Müzisyenler (ya da genel olarak sanatçılar diye okuyabilirsiniz); salgın günlerinin öldürmeyip de süründürdüğü insan grupları listesinin başlarında yer alıyorlar.
Yaptıkları sanat olmakla birlikte, geçimlerini sağlayacakları bir meslek. Ancak geçim konusunda en talihsiz mesleklerden. Ürünü kriz anında ilk vazgeçilenlerden; üstüne üstlük sistem tarafından gereksiz gösterilmeye, planlı olarak değersizleştirilmeye çalışılan onlarca yetenekli değerli insan profillerinden biri.
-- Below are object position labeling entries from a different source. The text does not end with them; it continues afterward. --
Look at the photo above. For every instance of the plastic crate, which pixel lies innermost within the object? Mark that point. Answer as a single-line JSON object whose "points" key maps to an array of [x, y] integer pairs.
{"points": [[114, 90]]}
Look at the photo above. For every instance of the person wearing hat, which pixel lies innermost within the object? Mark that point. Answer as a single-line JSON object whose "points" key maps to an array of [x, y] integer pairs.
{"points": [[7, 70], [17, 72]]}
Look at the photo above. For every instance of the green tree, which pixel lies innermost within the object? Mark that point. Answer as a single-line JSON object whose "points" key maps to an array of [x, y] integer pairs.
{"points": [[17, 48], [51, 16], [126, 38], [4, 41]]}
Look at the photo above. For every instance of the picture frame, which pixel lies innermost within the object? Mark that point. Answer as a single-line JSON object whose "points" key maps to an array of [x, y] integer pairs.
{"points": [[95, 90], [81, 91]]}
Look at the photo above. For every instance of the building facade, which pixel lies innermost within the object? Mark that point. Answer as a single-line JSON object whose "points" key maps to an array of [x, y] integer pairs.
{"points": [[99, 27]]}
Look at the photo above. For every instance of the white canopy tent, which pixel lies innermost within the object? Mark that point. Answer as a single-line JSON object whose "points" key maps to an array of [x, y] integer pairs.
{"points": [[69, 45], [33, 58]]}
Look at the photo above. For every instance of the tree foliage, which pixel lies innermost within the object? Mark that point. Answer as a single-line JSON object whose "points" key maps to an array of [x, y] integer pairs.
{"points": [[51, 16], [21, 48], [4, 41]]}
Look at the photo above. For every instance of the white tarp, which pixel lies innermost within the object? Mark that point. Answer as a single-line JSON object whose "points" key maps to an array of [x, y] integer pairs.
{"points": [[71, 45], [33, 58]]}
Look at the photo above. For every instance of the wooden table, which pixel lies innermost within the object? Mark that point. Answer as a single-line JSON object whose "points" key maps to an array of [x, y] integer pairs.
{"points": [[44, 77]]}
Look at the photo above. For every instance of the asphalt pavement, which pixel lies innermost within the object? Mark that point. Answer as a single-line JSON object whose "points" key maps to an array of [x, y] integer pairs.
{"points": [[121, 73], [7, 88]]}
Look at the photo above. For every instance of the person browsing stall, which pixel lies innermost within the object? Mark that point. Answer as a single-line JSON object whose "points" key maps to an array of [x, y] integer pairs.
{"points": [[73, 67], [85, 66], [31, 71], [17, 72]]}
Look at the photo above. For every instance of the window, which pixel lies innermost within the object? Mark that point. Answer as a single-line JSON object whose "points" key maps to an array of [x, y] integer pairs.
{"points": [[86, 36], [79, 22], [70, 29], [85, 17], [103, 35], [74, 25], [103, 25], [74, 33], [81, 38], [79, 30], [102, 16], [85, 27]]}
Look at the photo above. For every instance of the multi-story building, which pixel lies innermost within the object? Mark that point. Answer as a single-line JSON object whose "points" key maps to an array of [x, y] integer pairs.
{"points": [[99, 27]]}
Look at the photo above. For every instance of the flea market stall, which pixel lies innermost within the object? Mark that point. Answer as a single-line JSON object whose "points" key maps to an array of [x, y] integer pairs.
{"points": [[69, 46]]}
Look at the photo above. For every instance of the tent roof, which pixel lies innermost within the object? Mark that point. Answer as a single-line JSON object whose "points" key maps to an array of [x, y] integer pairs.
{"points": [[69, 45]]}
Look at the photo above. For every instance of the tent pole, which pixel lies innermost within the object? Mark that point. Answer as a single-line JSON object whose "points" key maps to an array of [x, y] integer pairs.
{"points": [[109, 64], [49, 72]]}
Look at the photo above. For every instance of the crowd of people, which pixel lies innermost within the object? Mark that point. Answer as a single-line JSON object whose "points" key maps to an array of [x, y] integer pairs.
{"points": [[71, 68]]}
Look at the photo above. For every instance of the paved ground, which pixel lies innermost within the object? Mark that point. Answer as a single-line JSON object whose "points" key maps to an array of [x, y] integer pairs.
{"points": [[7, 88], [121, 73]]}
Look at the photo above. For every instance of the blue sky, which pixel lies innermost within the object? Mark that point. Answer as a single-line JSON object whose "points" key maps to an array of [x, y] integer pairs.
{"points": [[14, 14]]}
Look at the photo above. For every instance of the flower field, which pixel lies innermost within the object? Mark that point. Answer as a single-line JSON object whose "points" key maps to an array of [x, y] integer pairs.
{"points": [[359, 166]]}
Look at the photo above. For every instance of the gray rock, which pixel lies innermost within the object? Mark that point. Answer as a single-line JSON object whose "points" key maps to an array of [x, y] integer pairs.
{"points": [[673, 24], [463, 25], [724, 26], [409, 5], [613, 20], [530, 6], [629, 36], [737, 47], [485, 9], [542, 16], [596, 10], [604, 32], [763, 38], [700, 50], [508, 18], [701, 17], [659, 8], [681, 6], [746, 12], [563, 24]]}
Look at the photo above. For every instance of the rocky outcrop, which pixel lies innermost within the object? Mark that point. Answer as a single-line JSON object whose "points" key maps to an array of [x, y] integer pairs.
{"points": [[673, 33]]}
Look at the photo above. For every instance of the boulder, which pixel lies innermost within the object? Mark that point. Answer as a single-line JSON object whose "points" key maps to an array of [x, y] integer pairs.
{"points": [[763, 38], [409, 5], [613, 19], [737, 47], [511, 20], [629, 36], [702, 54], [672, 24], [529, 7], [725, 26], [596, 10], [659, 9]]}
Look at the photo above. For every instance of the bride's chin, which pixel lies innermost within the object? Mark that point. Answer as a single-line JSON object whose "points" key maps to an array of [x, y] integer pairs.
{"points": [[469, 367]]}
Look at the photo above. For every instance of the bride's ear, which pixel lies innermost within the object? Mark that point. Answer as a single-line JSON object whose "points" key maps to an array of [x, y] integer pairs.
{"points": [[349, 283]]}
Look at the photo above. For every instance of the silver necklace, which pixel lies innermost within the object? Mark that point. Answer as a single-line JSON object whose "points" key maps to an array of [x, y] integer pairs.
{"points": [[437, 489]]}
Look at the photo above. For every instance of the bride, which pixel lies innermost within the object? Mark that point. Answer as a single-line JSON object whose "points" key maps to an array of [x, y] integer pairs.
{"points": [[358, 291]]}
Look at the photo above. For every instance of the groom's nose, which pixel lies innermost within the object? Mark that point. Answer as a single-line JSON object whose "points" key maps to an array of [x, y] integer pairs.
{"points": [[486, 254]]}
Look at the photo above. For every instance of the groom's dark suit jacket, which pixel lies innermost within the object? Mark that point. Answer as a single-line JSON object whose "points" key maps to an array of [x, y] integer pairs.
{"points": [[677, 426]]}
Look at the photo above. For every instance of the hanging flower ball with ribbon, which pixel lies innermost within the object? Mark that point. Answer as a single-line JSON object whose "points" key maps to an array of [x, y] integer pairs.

Bordrolu, kadrolu, maaşlı devlet memurları bir yana; çoğunluğu serbest piyasanın kucağına bırakılmış (ekonomist ağzıyla) merdiven altı müzisyen derekesine düşürülmüşler. Onlar açlık sınırının altındaki yaşam koşullarına göre evrim geçirmiş şerbetli insanlar.
Bu ülkede müzisyenliğin sayısız dramı var; düğünde damat halayı çalan sayısız caz müzisyeni, tanıyorum. Parasını almak için çıkılmayan telefonları sayısız kez tuşlayan, muhatap olduğu çakal pavyoncudan hak ettiği parayı isterken kendini dilenci gibi hisseden, altında çalıştığı pop yıldızı tarafından azarlanan onlarca değerli müzisyen biliyorum. Bunları geçtim; zaten mekanik olarak satışlardan doğru dürüst para kazanamıyorlar. Konser bilet yüzdesi, tişört-kupa gibi eşya (merchandise) satışı ve telif hakları geliri devede kulak. Barlarda haftanın beş günü çalsanız bile kazanılan para komik.
Biliyoruz ki, yıllarca nota sehpası karşısında çürütülen dirseklerin karşılığını alamayan bu insanların sorunları yeni peydahlanmadı ve içinde yaşadıkları toplumun sınıflı olduğu gerçeği değişmedi. Onlar salgın günlerinden önce de tarifsiz sıkıntılar çekiyordu, şimdi de çekiyorlar. Yine sigortasız ve parasızlar; üstelik bir de itibarsızlar. Kısacası müzisyenin adı bu düzende karantinadan önce de yoktu.